The United States has worked with other nations and the UN to set
up a Global Trust Fund to fight AIDS and other diseases. In response
to this new plague, President Bush's Emergency Plan for AIDS Relief
represents the largest commitment in history by a single nation
for an international health initiative to combat a specific disease.
It offers $15 billion over the course of five years to prevent
new HIV infections, provide medicine to millions of HIV-positive
individuals, care for millions of people living with HIV/AIDS,
and help children orphaned by the disease. With Russia, the United
States is committed to working together as allies in the war against
HIV/AIDS. American experts and community organizations are sharing
their experience with their Russian counterparts while U.S. and
Russian researchers are joining forces to work on vaccine development
and the treatment of HIV. There is perhaps no better example of
two former rivals working as partners against a common enemy.
I hope that my remarks today illustrate that in the post-Cold
War era, threats to global stability and security arise not from
military rivalry, but rather from such problems as terrorism, weapons
of mass destruction and disease, and ultimately from poverty and
lack of democratic governance. There are no easy solutions to these
threats, and "going it alone" is not an option.
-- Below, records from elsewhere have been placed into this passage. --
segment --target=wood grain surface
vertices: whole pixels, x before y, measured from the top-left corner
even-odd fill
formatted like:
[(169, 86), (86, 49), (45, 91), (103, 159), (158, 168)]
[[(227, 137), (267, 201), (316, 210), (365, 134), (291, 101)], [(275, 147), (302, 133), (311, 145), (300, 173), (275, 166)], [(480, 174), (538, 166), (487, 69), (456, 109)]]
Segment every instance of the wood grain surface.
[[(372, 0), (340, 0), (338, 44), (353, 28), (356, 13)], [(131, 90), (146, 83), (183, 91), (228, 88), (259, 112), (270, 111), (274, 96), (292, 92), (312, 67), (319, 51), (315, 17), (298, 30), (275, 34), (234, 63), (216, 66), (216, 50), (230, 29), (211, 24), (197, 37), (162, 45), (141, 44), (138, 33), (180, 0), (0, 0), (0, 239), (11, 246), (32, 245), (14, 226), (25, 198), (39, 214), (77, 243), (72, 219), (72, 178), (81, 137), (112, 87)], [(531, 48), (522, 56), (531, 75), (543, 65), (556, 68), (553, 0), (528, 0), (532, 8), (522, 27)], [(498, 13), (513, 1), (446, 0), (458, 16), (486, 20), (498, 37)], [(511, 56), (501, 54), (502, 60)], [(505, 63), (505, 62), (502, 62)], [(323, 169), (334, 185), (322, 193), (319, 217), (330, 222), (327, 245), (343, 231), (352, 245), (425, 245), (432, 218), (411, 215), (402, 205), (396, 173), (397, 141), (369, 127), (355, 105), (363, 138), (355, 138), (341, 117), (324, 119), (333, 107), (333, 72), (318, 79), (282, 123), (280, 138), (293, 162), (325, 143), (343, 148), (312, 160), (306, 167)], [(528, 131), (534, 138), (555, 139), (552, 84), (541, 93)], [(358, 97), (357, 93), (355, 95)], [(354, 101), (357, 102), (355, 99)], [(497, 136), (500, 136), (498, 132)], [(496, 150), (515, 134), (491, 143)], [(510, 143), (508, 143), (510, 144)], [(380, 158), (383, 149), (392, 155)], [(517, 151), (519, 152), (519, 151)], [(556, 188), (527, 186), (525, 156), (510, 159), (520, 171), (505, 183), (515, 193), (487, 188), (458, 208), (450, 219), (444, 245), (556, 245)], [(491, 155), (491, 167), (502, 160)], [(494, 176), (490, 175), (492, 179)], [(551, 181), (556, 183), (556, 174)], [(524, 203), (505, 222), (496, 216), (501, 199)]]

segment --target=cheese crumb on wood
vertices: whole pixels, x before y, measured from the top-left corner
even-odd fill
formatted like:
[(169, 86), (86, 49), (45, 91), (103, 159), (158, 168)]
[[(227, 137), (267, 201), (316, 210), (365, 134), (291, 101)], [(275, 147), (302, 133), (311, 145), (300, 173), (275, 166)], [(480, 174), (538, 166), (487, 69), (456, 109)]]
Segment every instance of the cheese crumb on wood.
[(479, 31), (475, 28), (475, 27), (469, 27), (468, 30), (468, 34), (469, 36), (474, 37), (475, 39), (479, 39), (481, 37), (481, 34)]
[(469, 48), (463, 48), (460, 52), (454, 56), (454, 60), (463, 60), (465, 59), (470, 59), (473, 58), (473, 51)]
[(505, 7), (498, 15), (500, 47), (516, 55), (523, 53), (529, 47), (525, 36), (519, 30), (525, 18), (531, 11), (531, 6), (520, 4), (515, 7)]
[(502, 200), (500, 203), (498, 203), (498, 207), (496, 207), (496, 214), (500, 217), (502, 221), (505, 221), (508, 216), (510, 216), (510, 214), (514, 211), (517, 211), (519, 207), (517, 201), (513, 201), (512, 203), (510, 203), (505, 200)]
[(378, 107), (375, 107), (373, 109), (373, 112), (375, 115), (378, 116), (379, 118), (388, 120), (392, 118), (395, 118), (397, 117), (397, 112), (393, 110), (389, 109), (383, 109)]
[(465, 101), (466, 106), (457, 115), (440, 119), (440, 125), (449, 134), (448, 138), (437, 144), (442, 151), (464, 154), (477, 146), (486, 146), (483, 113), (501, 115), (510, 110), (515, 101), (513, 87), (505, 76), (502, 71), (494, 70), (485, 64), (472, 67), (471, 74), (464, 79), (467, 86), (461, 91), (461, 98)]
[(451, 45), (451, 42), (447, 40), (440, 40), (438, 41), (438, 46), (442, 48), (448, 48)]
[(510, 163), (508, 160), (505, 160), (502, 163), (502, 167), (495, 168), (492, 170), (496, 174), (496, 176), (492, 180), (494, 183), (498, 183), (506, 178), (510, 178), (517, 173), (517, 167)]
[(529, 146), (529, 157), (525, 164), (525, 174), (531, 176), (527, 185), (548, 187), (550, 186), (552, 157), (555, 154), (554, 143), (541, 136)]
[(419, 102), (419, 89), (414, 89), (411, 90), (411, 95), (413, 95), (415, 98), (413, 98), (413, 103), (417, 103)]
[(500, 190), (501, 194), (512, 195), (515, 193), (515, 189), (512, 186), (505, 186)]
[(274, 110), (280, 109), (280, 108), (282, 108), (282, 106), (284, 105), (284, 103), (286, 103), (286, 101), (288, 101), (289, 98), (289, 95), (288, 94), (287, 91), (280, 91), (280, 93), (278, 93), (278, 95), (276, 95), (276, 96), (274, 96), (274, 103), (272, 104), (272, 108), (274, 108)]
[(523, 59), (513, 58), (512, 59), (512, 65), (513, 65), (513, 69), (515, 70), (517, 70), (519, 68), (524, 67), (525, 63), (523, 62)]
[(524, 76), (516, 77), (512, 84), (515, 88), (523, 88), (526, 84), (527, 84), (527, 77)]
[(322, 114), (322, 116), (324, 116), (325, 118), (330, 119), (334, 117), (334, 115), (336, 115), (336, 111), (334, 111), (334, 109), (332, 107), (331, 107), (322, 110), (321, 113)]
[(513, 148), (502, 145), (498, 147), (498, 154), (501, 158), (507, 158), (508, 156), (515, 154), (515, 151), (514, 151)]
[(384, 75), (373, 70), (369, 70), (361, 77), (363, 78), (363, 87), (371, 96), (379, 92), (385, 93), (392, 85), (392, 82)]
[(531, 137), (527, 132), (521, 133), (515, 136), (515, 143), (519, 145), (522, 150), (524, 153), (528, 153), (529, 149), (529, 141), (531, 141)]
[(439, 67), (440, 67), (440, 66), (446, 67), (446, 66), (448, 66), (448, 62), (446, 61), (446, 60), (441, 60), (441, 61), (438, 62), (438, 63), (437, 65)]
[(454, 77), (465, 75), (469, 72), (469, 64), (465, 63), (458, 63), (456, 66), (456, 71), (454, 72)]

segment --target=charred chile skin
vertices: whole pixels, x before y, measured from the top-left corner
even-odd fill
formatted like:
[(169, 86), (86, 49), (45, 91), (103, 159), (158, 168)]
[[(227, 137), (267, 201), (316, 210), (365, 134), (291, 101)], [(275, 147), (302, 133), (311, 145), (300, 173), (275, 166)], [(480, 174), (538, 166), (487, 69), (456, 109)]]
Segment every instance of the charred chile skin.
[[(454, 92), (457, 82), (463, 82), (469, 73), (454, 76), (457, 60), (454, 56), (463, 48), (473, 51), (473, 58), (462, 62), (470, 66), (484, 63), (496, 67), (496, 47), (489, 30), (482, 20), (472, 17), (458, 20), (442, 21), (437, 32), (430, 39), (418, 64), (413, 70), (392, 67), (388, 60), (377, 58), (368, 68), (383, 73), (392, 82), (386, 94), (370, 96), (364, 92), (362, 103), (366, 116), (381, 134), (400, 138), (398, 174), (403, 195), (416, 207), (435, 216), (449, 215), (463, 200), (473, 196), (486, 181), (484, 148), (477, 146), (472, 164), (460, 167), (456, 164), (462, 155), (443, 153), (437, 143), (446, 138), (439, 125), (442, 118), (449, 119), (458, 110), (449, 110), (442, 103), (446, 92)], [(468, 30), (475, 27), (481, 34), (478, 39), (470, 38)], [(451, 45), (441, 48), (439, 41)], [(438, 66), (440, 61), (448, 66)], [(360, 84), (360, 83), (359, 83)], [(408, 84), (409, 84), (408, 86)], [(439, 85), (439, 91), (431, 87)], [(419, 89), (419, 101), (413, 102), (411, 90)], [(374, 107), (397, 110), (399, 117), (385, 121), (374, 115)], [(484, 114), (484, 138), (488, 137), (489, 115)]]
The threats
that we face today are shared threats that can only be overcome
through partnerships. The United States seeks to build such partnerships,
with new friends as well as with traditional allies. Given their
many common interests and threats, I believe that the United States
and Russia share a common destiny in the 21st century, a destiny
in which we and other like-minded nations will cooperate broadly
to build a better and more secure future for ourselves and for
And Russia's success in shaping that future will depend on you.
The Russian Federation is a young and still emerging democracy.
The choices your leaders make in response to the challenges I have
described must reflect the consensus and the wisdom of the Russian
people. You no longer have the luxury of being a passive consumer
of the fruits of freedom; you must be an active participant in
the affairs of you nation. Whether, at the end of your studies,
you pursue a career in business, journalism, government or an NGO,
you must ensure that your voice and your views on the direction
your country is taking are heard. Thomas Jefferson said that the
safest place to keep the awesome power of the state was among the
people themselves, so long as the people were well-informed. And
the responsibility for that, ultimately, rests with you.